At the bottom of thistrough, directors at Vector, Mercury NZ and the chair of Comvita all bought shares on-market as the two-month trading 'black-out' lifted, permitting them to trade shares again.
Mark Lister, head of private wealth research at Craigs Investment Partners, said it is always comforting for investors to see insiders buying shares, but not unusual.
"I'd take that as a good thing, seeing directors put their money where their mouth is," he said.
Tony Carter, who re-joined Vector's board last year after an eight-year absence, doubled his stake in the electricity and gas distributor after he bought 10,000 shares at $3.16 on Monday. The shares ended the day at $3.18, their lowest close in almost two years.
Carter told BusinessDesk he liked to own shares in companies he's involved in and that the purchase was solely because the trading black-out had lifted. Vector reported flat first-half earnings on February 25.
"It is unrelated to any movement in the share price, it is just related to the window being open. Directors have very limited periods where they can buy shares," he said.
"If the shares had gone up, I still would've bought them."
How long it might take for the downturn to pass is an open question - Carter said he was no better positioned to answer that than anyone else, but that his trade wasn't buying the dip.
"There is a process to buy shares in a publicly listed company. You have to seek the consent of the company and that takes a few days," he said. Vector shares have since risen to $3.35.
Comvita chair Brett Hewlett bought 4,500 shares on February 28, the day after the company's self-described "terrible result", where it reported a loss of almost $13 million and announced a raft of changes to its business plan.
Hewlett said his trade wasn't related to market movements and was simply the first opportunity to buy shares.
"Nothing more in it than it being the first trading window we've had," he said.

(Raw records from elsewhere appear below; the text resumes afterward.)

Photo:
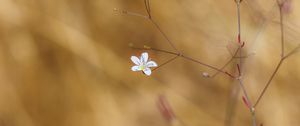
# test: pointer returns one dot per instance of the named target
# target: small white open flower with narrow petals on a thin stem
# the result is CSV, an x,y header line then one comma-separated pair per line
x,y
142,64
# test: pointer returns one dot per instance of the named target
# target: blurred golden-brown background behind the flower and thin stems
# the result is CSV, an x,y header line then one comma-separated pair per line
x,y
67,63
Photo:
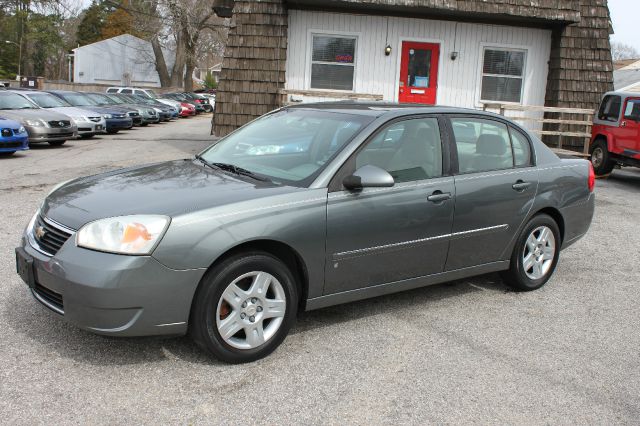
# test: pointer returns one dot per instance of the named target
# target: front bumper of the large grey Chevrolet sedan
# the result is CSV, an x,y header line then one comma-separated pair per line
x,y
113,294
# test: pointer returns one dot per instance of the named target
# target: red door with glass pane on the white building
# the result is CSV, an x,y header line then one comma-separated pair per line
x,y
419,72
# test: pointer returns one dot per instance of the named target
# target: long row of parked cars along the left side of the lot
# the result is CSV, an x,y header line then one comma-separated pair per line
x,y
55,116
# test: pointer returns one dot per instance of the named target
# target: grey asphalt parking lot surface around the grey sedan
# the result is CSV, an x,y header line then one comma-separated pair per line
x,y
469,351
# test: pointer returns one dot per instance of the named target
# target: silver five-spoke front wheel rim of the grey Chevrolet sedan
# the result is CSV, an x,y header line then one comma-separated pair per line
x,y
251,310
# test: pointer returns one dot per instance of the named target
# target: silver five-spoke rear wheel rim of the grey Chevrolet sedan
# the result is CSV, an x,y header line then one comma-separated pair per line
x,y
539,252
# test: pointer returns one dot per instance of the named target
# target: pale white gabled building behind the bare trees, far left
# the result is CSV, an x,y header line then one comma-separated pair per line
x,y
123,60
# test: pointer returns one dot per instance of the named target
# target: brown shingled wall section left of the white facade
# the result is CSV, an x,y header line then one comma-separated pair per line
x,y
253,69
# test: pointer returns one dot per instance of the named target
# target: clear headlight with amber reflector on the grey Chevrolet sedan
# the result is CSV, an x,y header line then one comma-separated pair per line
x,y
136,234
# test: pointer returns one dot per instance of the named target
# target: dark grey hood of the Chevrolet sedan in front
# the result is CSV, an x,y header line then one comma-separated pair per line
x,y
171,188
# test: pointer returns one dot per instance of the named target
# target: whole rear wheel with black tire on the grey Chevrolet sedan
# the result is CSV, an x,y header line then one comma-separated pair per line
x,y
530,273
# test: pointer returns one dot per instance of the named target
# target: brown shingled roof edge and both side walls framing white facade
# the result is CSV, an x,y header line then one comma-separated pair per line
x,y
580,67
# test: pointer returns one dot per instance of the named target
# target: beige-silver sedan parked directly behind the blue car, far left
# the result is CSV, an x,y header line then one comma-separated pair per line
x,y
42,125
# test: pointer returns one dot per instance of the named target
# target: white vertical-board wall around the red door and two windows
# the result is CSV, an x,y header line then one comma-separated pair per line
x,y
458,81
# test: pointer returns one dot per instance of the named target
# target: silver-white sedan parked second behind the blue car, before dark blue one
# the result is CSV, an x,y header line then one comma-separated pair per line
x,y
88,122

However, Hewlett said the new business plan and leadership team was creating more optimism about the company's future.
"I think there is a lot of confidence internally and externally around what the company is capable of doing to get back to its profit-making days."
Comvita's share price had already been under pressure but edged slightly higher following the result. It has since fallen to an eight-and-a-half year low $2.17. They were recently at $2.20.
Mercury NZ director Scott St John bought 5,000 shares in the firm on March 2 for $4.58 – the lowest point of its recent 14 per cent slide. The price has since risen to $4.89.
St John said he'd prefer not to comment but noted - like the others - his trade was shortly after the black-out period was lifted.
Mercury reported a 15 percent drop in first-half operating earnings on February 28 and trimmed its full year guidance by $10 million due to dry weather conditions.